There are a couple other technologies too.

One that should be unveiled in the next few weeks. I will be more than happy to report it you when I can.

No Name said...

What will be the application that SP offer, to bolster their ARPU?

I can see a day soon, where voice is free, then what?

Anonymous said...

That's an easy one...turn the phone into a charge card people want to use a lot!!

Anonymous said...

Have you heard about AOL and Wildseed? Sounds like a similar situation between Google and Android.

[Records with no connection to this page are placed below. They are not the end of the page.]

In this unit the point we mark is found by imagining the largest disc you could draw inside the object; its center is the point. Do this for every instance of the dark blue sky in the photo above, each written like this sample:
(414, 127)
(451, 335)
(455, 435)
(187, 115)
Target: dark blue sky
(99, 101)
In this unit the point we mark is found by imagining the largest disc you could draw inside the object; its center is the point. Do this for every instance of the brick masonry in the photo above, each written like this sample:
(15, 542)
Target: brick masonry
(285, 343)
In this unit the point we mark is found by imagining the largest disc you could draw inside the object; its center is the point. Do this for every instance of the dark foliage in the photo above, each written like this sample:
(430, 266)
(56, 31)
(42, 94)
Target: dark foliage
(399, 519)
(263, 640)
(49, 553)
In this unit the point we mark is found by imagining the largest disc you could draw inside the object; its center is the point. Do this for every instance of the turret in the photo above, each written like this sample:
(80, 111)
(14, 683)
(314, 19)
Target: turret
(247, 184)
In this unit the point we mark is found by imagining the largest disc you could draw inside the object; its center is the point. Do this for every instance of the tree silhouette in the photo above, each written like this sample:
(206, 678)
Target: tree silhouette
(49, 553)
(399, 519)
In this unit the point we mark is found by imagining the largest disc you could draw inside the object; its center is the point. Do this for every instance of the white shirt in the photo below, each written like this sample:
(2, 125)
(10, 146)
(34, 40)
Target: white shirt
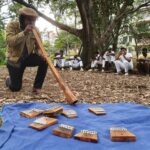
(128, 55)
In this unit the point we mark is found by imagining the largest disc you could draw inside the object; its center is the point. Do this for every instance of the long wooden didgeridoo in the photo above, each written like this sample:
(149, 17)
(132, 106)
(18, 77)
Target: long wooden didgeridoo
(71, 99)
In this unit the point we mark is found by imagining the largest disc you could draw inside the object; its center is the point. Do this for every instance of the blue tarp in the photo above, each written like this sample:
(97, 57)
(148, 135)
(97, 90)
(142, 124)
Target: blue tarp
(15, 134)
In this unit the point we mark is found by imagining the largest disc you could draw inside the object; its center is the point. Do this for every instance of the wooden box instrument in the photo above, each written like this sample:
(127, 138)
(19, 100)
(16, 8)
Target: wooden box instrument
(53, 111)
(97, 110)
(42, 123)
(31, 113)
(121, 134)
(88, 136)
(70, 113)
(63, 130)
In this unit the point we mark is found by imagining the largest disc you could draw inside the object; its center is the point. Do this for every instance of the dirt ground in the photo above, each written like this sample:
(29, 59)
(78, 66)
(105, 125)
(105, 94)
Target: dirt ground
(90, 87)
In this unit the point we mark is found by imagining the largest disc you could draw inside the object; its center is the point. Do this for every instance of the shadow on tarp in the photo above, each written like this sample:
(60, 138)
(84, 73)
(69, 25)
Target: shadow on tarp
(15, 133)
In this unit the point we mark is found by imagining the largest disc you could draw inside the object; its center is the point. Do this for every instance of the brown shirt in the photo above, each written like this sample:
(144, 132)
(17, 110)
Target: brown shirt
(16, 40)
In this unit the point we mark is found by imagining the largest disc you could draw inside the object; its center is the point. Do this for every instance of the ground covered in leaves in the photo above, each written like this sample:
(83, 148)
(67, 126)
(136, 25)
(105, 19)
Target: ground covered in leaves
(90, 87)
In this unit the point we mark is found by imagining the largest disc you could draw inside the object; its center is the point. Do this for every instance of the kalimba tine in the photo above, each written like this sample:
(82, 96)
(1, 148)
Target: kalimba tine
(88, 136)
(53, 111)
(97, 110)
(121, 135)
(42, 123)
(31, 113)
(64, 130)
(70, 113)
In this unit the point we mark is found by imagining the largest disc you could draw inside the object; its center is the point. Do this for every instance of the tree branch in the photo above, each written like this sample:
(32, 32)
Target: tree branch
(71, 30)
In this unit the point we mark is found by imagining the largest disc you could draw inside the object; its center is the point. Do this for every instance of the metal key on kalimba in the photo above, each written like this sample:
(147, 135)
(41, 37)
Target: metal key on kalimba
(53, 111)
(97, 110)
(31, 113)
(64, 130)
(88, 136)
(121, 134)
(69, 113)
(42, 123)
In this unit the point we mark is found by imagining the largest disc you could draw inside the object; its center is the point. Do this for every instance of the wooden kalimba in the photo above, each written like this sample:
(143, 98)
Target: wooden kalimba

http://www.goobile.com/2005/08/aol_makes_serio.html

kokonutguy

No Name said...

I thought I blogged that..I know I read it..

Good catch.

Mobile space heating up...imo the next great land rush

Anonymous said...

Mobile...the 1st mobile land rush being anything physical (barcode, image, voice, text, rfid, biometric, etc). The next land rush anything virtual such as GPS or Wifi where air space by latitutde, longitude, AND elevation (such as inside a building on the 50th floor) to claim virtual advertising air space, like, oh, say anything around a McDonalds restrauant....and perhaps win a Big Mac.

kokonutguy

No Name said...

There will be 3 components for mobile marketing I beleive.

X is the physical world identifier (barcode, RFID tag etc)

Y is the position/location based

know what Z is?


Stay Tuned......

Anonymous said...

Big brother?

kokonutguy

No Name said...

Not yet..the reason?

You CHOOSE TO USE Google's services. If Microsoft had all these apps, it would fall under the Big Brother category.

No Name said...

Sorry..I thought you were referring to Google as Big Brother.


The Z factor that makes THIS ALL work...


PERMISSION

Anonymous said...

Google is on an acquisition spree. They are buying anything and everything in the mobi-apps domain. Probably not willing to commit the mistakes yahoo did, it wants to be present in every aspect of the mobile apps before some-one else does. Not sure its a good idea. But "Is google getting a mobile os?", I don't think we can conclude that just by looking at the companies they are acquiring.